2 - Quando falo em teorias da conspiração, falo em teorias holísticas de abordagem à realidade social, que enfermam dos erros que Popper apontou no texto que deixei aqui, não de meras lutas pelo poder e intrigas políticas. Essas são humanas e perfeitamente naturais, quer os seus agentes individuais sejam maçons, católicos, ou do partido A ou B. Diabolizar e perseguir qualquer categoria destes agentes é plantar sementes que, no passado, redundaram em totalitarismos. Como assinala o Prof. Maltez no Facebook, "Quem é favorável, completamente favorável, a que todos façam, em todos os cargos e funções, públicas, privadas e concordatárias, os adequados registos de interesses, mas de todos os interesses materiais e espirituais, de forma não discriminatória, deve indicar um só sistema em direito comparado que o tenha conseguido. O que pressupõe a definição de uma lista de interesses registáveis de forma obrigatória. Pode ser por ocasião do censo populacional, com a restauração dos censores romanos. Conheço um software adequado, da companhia "Big Brother". E até o juramento vigente no regime da Constituição de 1933, nomeadamente sobre a não pertença a sociedades secretas. Basta restaurá-lo, apesar de ter sido absolutamente ineficaz."

 

3 - Em resposta ao Corcunda, afirmar que a maçonaria gaba-se do seu anticlericalismo, que quer erradicar o catolicismo ou que não acredita em Deus parece-me profundamente injusto e, novamente, metodologicamente errado. Precisamente porque não há uma maçonaria una e indivisível, com uma consciência única. Há ritos e lojas muito diferentes integradas por monárquicos, republicanos, liberais, socialistas, ateus, agnósticos, católicos, judeus, muçulmanos etc. Há uma pluralidade de crenças e pertenças onde vários indivíduos podem compaginar-se com esse anticlericalismo e outros não. É um universo simbólico assente na tolerância e pluralismo que não liga com os rótulos profanos e maniqueísmos com que estamos habituados a lidar.

 

4 - Como o Prof. Maltez já bem assinalou, a Maçonaria nos EUA e nos países anglo-saxónicos em geral não é uma sociedade secreta. É considerada uma actividade filantrópica, um clube, etc. Toda a sua actividade é pública. Os templos estão bem identificados e os maçons assumem-se como tal. Porquê? Porque no mundo anglo-saxónico a Maçonaria nunca foi socialmente perseguida, apesar das críticas de alguns sectores religiosos mais conservadores.
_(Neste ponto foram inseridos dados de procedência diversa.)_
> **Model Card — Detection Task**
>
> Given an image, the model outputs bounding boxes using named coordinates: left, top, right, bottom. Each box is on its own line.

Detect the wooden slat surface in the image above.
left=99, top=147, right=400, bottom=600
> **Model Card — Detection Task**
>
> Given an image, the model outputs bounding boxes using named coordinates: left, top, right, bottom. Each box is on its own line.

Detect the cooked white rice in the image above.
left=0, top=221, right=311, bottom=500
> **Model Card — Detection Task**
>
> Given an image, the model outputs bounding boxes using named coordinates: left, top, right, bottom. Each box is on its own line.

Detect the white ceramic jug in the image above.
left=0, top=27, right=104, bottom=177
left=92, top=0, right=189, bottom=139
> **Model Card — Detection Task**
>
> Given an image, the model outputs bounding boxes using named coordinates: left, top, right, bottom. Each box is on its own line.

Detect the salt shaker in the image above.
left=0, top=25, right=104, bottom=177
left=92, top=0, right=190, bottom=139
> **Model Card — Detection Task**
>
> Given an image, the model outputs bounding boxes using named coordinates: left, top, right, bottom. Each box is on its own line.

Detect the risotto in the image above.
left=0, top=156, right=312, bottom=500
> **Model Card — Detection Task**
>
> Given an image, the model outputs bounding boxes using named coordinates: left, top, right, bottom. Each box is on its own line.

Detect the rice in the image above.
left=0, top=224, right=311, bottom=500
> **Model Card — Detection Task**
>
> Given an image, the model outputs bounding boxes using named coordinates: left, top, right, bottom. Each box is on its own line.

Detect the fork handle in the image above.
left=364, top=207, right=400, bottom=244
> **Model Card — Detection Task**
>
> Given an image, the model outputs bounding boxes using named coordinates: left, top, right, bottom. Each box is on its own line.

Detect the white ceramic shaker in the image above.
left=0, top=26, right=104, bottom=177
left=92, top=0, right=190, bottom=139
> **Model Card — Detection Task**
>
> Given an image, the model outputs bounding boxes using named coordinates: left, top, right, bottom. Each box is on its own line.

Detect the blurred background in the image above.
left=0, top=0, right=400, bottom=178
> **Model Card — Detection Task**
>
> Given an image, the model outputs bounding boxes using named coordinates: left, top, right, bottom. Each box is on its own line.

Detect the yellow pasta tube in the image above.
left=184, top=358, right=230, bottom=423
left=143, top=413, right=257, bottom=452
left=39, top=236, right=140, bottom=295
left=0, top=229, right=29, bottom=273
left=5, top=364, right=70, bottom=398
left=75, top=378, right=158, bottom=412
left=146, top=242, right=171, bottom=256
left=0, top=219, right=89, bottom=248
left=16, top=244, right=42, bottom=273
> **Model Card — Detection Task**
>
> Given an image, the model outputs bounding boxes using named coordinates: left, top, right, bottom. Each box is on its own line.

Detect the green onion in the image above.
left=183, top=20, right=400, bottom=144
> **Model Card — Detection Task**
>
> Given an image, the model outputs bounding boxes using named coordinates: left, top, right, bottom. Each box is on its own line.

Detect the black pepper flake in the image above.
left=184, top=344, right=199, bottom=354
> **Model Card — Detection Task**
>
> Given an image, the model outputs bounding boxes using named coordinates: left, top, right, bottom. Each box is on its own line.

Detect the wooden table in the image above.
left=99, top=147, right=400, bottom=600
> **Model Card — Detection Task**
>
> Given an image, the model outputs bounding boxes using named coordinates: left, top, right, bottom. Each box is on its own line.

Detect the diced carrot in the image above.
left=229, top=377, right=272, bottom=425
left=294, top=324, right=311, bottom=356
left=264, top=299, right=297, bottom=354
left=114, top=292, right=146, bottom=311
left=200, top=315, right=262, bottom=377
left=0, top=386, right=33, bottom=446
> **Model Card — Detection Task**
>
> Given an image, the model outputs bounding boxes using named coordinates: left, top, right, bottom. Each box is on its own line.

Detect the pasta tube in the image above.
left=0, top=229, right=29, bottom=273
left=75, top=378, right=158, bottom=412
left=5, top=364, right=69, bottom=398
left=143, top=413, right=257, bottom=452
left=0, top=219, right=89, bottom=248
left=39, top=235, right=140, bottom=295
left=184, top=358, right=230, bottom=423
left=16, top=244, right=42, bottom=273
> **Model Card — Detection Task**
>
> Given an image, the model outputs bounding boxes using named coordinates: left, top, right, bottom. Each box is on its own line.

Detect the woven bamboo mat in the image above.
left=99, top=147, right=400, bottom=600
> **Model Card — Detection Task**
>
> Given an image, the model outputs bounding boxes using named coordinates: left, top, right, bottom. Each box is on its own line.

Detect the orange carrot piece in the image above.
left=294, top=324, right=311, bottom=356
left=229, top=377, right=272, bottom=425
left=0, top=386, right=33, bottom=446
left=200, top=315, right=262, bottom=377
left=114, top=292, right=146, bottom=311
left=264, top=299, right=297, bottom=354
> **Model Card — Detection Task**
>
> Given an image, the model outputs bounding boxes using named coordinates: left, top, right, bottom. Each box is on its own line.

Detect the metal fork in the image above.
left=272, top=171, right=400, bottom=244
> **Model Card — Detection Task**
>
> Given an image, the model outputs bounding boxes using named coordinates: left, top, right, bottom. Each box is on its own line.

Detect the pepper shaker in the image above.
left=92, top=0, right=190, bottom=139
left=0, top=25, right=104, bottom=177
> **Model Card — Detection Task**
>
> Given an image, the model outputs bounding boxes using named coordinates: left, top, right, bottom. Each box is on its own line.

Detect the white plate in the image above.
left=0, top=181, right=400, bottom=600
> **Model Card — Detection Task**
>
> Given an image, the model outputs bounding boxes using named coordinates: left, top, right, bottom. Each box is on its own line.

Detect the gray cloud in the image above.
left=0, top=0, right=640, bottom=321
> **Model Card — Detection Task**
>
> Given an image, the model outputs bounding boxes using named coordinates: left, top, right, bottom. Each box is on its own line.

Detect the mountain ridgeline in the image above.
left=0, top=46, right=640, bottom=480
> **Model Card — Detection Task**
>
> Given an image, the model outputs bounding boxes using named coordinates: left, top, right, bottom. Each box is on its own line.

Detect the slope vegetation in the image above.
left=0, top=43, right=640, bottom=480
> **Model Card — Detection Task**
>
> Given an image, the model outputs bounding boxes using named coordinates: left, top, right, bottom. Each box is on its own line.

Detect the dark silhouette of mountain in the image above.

O maior secretismo na Europa continental prende-se principalmente com o inverso, com as perseguições. E como muito do que se lê por aí deixa bem patente, talvez este secretismo ainda continue a justificar-se. Salazar, do lado de lá, deve estar orgulhoso. O legado da sua lei contra as associações secretas continua vivo. Por isso, talvez não seja demais relembrar o célebre artigo que o não maçon mas simbolicamente esclarecido Fernando Pessoa redigiu contra essa lei ridícula, de que deixo aqui um excerto que julgo ser elucidativo de como o que move muita gente é um certo voyeurismo, especialmente porque, como aponta o Prof. Maltez, "Em sociedades que sofreram a Inquisição, os autos de fé, Pina Manique, moscas, bufos, caceteiros e extinções, ainda há preconceitos e fantasmas, logo incompreensões resultantes de velhos conflitos entre política e religião, entre anticlericalismos ultrapassados e antimaçonismos requentados." Fica o excerto de Pessoa:

 

"Dada a latitude desta definição, e considerando que por "associação" se entende um agrupamento mais ou menos permanente de homens, ligados por um fim comum, e que por "secreto" se entende o que, pelo menos parcialmente, se não faz à vista do público, ou, feito, se não torna inteiramente público, posso, desde já, denunciar ao sr. José Cabral uma associação secreta - O Conselho de Ministros. De resto, tudo quanto de sério ou de importante se faz em reunião neste mundo, faz-se secretamente. Se não reúnem em público os conselhos de ministros, também não o fazem as direcções dos partidos políticos, as tenebrosas figuras que orientam os clubes desportivos, ou os sinistros comunistas que formam os conselhos de administração das companhias comerciais e industriais."